Exploration of non-coding RNA in complex microbial communities with machine learning

Detalhes bibliográficos
Ano de defesa: 2024
Autor(a) principal: Santos, Anderson Paulo Avila
Orientador(a): Não Informado pela instituição
Banca de defesa: Não Informado pela instituição
Tipo de documento: Tese
Tipo de acesso: Acesso aberto
Idioma: eng
Instituição de defesa: Biblioteca Digitais de Teses e Dissertações da USP
Programa de Pós-Graduação: Não Informado pela instituição
Departamento: Não Informado pela instituição
País: Não Informado pela instituição
Palavras-chave em Português:
Link de acesso: https://www.teses.usp.br/teses/disponiveis/55/55134/tde-19082024-091042/
Resumo: With the rise of high-throughput technologies, a new era in the analysis of complex biological systems has been ushered in, employing advanced machine learning techniques to unravel the intricate interactions within systems biology. This research focuses specifically on the analysis of metagenomic data and the classification of non-coding RNA (ncRNA), crucial elements for understanding regulatory mechanisms in various biological processes. Two specialized metadata databases, MarineMetagenomeDB and AnimalAssociatedMetagenomeDB, have been developed to enhance research in microbial biogeography and microbial functions associated with animals, addressing the challenges often encountered due to poorly annotated metadata in public repositories. These platforms facilitate the identification and utilization of metagenomic datasets more effectively and accurately. A central aspect of the study is the implementation of BioDeepFuse, an innovation in the field of machine learning that integrates deep learning techniques and feature extraction to enhance the classification of ncRNA sequences. This method has shown significant improvements in the accuracy of ncRNA classification, validated against benchmark datasets and real-world samples, reinforcing its utility in practical applications.
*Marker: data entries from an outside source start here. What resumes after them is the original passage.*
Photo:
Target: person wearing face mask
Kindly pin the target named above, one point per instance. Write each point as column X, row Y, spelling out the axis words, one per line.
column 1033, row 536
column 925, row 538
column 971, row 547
The research also emphasizes the importance of integrative approaches to multi-omics analyses, combining extensive datasets with sophisticated machine learning techniques. This approach allows for a deeper understanding of complex microbial communities and promotes the adoption of practices that ensure data accessibility and reusability, aligned with the FAIR principles. Finally, we have a web platform that offers access to a vast collection of predicted ncRNA sequences, facilitating the process of analyzing nucleic acid sequences. This tool helps overcome traditional barriers in computational research, promoting a more connected and inclusive research environment.